B+

Cozy board game Knitting Circle sets a smart pattern

The sequel to Calico knits up another good time.

Cozy board game Knitting Circle sets a smart pattern

Calico is a modern classic, with a cute theme of quilts and cats that belies the very difficult spatial and pattern-matching puzzle beneath. I have played it many times, and I like the game—but I also find that it’s really easy to sew yourself into a corner and end up unable to complete patterns later on because of choices you made eight turns earlier.

There’s now a sequel game to Calico, Knitting Circle, which is less punitive and easier to learn, although its tie to the first game is mostly limited to the theme and art (by Beth Sobel in both games). Knitting Circle also revolves around pattern-matching, but it’s more open in almost every aspect of the mechanics, and even if you can’t complete the particular pattern you wanted, you still have a chance to salvage that garment and score some points anyway—even if you have to take the penalty for knitting an ugly garment.

Players in Knitting Circle will take tokens in six different colors from the rondel on the table, collecting four each turn, and use them to sew garments of six different types, working on one or two at a time. They gain points from completing garments—which means filling most of the yarn spaces on the garment cards, but doesn’t require that you fill them all—and from meeting the criteria on your buttons, which relate to the colors you use, the patterns you create, and the garment type. You start the game with six buttons, two in each category, and can get new ones each round once you’ve placed previous ones on your garments. Play continues over six rounds, after which players discard any incomplete garments and score their garments, buttons, garment bonuses, and public objective cards (if used).

Knitting Circle board game

Each round begins with a drafting phase, where each player, in turn, moves their cat token one or two spaces around the rondel and takes one of the yarn tokens next to their landing space. Yarn tokens around the rondel show either their knit or purl sides and can’t be flipped unless you later discard another yarn token to take the flip action (flipping up to four tiles in your area). Once all players have four tiles, you move to the crafting phase, which happens simultaneously; players move all yarn tokens they wish over to their garments, placing knit tokens on knit spaces and purl tokens on purl spaces, and may discard a yarn token to take a new garment pattern, as long as they don’t already have two in progress. A player may also use a special “grabby pay” token at any time to reach into the yarn bag and select a token of any color, placing that token in their basket with either side up. Completing certain spaces on patterns unlocks a free yarn draw from the bag or a bonus grabby paw token.

The core concept in Knitting Circle is easy to understand: You collect yarn tokens and make patterns like solid, striped, symmetrical, or color blocked (at least two of each color) on the garment cards, which hold four to seven tokens. The buttons are similarly straightforward; some color buttons require just one color, while others require two or three, and are worth an extra point or two. The objective cards are not necessary in my view, and they’re by far the most complicated part of the game, while the garment bonuses are a little involved but are much more rewarding in the points sense and the psychological sense, as they give you more reason to try to craft specific garments or patterns for more points across your whole collection. 

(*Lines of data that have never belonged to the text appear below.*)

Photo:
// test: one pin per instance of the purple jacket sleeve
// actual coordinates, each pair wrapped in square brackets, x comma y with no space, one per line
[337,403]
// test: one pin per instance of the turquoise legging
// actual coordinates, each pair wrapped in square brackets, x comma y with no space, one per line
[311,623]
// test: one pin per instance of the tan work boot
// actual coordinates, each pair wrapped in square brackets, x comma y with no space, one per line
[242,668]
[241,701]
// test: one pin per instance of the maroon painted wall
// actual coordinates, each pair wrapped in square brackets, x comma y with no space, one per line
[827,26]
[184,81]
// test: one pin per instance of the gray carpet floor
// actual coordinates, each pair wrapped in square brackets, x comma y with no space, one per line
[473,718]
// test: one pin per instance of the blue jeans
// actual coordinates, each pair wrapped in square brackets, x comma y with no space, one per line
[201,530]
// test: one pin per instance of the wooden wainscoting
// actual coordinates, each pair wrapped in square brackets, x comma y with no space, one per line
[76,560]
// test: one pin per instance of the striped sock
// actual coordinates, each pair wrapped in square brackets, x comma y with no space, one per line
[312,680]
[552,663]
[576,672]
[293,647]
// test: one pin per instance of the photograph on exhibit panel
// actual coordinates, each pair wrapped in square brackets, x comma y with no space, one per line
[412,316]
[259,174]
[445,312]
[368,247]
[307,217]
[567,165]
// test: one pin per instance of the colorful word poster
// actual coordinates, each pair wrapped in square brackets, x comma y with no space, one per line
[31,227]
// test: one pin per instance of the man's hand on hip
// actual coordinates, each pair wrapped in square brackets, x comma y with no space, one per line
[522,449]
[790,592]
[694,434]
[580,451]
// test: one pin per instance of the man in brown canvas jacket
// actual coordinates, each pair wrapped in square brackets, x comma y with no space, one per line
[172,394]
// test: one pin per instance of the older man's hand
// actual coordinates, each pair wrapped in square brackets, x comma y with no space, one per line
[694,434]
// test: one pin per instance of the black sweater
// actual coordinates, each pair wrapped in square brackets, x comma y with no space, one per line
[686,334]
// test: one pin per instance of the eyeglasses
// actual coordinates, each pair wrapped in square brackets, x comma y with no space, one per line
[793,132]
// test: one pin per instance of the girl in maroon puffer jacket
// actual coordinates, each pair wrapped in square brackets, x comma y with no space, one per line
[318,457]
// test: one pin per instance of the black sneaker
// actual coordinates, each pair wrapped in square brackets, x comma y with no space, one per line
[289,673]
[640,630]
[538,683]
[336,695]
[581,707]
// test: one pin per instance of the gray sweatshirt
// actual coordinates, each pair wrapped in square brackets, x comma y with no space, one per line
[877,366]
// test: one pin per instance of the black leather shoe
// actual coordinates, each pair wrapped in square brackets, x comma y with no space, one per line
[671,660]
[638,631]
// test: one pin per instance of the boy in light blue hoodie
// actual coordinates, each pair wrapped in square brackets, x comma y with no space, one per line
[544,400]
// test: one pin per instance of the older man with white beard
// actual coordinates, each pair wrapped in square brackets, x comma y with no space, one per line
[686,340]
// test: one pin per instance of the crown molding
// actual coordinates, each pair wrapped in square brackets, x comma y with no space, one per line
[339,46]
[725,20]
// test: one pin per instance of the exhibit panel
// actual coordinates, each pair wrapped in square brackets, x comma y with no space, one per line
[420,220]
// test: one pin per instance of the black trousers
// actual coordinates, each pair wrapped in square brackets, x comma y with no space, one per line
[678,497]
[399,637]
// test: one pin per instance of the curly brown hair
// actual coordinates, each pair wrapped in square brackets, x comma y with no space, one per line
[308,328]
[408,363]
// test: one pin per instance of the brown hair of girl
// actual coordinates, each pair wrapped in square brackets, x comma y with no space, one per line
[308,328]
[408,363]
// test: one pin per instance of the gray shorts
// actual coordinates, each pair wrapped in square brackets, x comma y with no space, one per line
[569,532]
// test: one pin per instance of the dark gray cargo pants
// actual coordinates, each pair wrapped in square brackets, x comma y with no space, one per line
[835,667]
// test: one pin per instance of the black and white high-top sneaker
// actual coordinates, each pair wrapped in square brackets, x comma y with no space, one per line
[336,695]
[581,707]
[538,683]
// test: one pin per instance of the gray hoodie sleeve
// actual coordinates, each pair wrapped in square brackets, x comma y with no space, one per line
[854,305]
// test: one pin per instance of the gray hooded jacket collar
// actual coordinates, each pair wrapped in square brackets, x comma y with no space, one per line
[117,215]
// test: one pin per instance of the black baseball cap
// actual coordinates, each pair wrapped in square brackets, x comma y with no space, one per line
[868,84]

The drafting phase gets a little nihilistic with the fourth draws, as the odds are pretty low that there will still be a token you want and that your cat will be close to that space, so that last time around the table gets rather desultory; I don’t know if refilling the rondel would help or make the game too easy, but it would at least avoid that part of the game, which was notable enough for me to mention it here. I find the core parts of Knitting Circle the most compelling: It’s set collection where the order matters, with some flexibility to help you get a critical yarn tile at the right time. For four players, it’s 45 minutes to an hour, and the age range of 10+ on the box is spot on. It’s not a Calico replacement by any measure, but a companion game that takes the tension down a notch—in a good way. It’s cozy without becoming boring.